Andy MacAlpine Torrington
Torrington Orthopaedics, Mission Street,
Brighouse, HD6 1NQ. UK
Qualifications. + Year of graduation: BVMS CertSAO MRCVS 1988
Employment prior to your current situation:
Small Animal Practices in the West Midlands,
Queen Mother’s Small Animal Hospital, Royal Veterinary College, London.
Animal Medical Centre- Manchester.
G.S-S. What or who influenced your decision to you to become a veterinarian?
My initial desire was to focus my career on Mathematics, however on mentioning this to my dad, he indicated a feeling that this did not “sound like a stable career option”. There is a strong tradition in the West of Scotland, where I grew up, to value professions over the more nebulous career paths. At about the same time as this conversation, a series of books written under the pseudonym James Herriot were being published and popularised in the UK. These were stories written by Alf White MRCVS about his days as a Mixed Practice Vet in the wilds of North Yorkshire. It may seem a little trite but actually these books with their wit and passion in the early days of the emerging “Small Animal” phase of Veterinary Medicine, certainly had a great influence on my decision to choose this as a career path.
G.S-S. Did you have a mentor or someone who played a role in you deciding to specialise in Orthopaedics?
I became interested in Orthopaedics whilst at Veterinary School and without any doubt, this was inspired by Professor Stuart Carmichael. His clarity of understanding combined with his clear teaching methods made me feel that Orthopaedics was a discipline with a logical foundation for decision making. This led me to purchase Brinker, Piermattei and Flo’s excellent textbook early on in my student days and this I suppose became my paper mentor for quite some time. G.S-S. In your orthopaedic career have you invented a system or technique that has been taken u by others?
I suppose the main things that I have created that have been adopted by a number of surgeons around the world is a couple of software applications, one for Mac computers (TTA Plan) and one for the iPad (iPlanTTA) which as their names suggest permit surgeons to confidently plan for TTA surgery using the application environment. Even surgeons who do not have digital radiography can engage in digital planning by simply taking a photograph of their patient radiograph. The applications walk the surgeon through the process and explains the optimal radiographic technique for getting the appropriate amount or advancement for their patient. It also has built in checks for safety that establishes whether it is likely that these results represent "safe data" or whether there is something that seems a little unusual. The desktop/MacBook version also permits the surgeon to audit their post operative radiographs to see if they managed to achieve the 90 degree relationship between the Straight Patellar Tendon and the Common Tangent. This allows surgeons to improve their understanding of the factors that influence the end advancement. Clearly cage position has an influence on the power of a cage to deliver the required advancement and the applications give the surgeon both cage size and optimal position. These applications were born from a desire to see TTA performed in such a way that it maximises patient benefit. Beyond this I have contributed to the "evolution" of techniques such as TTA, TTA-2, PAUL and Patella Groove Replacement by being an early adopter and then teaching these techniques at Kyon training courses.

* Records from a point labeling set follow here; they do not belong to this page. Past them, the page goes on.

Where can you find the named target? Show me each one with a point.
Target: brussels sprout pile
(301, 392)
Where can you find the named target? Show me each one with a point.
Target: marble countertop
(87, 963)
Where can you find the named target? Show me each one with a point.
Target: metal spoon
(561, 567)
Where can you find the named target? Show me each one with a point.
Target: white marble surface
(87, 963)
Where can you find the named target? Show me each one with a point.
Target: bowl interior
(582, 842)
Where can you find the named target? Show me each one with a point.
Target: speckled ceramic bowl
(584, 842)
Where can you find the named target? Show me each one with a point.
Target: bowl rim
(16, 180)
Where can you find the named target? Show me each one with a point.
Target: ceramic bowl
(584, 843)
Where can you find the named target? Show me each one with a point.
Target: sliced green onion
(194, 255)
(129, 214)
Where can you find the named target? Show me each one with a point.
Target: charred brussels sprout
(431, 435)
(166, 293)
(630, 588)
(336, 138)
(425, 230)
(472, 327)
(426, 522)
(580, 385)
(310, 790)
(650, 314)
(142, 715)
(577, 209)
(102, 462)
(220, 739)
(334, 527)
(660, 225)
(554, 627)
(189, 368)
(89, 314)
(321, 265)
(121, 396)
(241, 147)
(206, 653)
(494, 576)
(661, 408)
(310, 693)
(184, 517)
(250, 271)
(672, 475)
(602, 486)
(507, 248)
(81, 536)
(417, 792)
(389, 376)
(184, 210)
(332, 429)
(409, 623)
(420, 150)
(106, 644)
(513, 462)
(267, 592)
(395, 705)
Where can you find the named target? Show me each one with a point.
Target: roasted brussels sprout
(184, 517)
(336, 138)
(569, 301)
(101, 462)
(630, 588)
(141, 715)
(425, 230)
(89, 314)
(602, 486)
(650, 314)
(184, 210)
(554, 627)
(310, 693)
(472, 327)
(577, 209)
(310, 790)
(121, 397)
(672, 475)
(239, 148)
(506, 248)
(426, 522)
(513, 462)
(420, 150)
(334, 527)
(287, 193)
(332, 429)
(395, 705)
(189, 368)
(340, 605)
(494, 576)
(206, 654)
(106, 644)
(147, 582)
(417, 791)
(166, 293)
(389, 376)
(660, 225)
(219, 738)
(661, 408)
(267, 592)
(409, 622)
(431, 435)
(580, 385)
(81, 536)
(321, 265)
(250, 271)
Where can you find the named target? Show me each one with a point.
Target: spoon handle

G.S-S. What do you see as the future of Veterinary Orthopaedics? So many new system and technique are published every year.
There is, I feel, one largely ignored spectre that looms over all of the new techniques and methods that we are currently exploring and this is emerging antibiotic resistance. Techniques that fail to consider this threat will disappear if the situation continues to develop towards increasing antibiotic resistance. No matter how good a technique is, if we cannot control this risk, our safety:efficacy assessment will become dominated by it. I don't feel that Pharma will offer us much here and we should not depend on this as any impact here will likely be reserved for human surgeries. Part of this solution depends on increasing the simplicity of techniques. There is a secret tendency I feel to keep procedures complex and complicated in order to "ring fence" their use within the arena of the uber-specialist. Complexity, increasing Surgical Time and Complications are the unholy trinity of orthopaedics and this will become more pertinent in the face of increasing antibiotic resistance. It is great that Small Animal Orthopaedics has become such an active field. However I feel that we must set up a true Darwinian environment where procedures that show promise are able to flourish and those that don't, simply wither and die. The key selection pressures must be how well these procedures meet our patients' needs and how easily they can be applied to the greatest number of our patients. The pressure here in an ideal world would not be commercial pressure but one that is grounded in its power to deliver maximal benefit on a patient-by-patient basis and to the greatest number of the population experiencing this disease. Solutions need investment of time and money and the latter of those will require association with companies that naturally have a well developed eye on the bottom line of a financial spreadsheet. We need to work out how to develop a collegiate relationship with these companies and ideally between these companies in order to maximise benefit to our patients whilst not ignoring their financial imperative.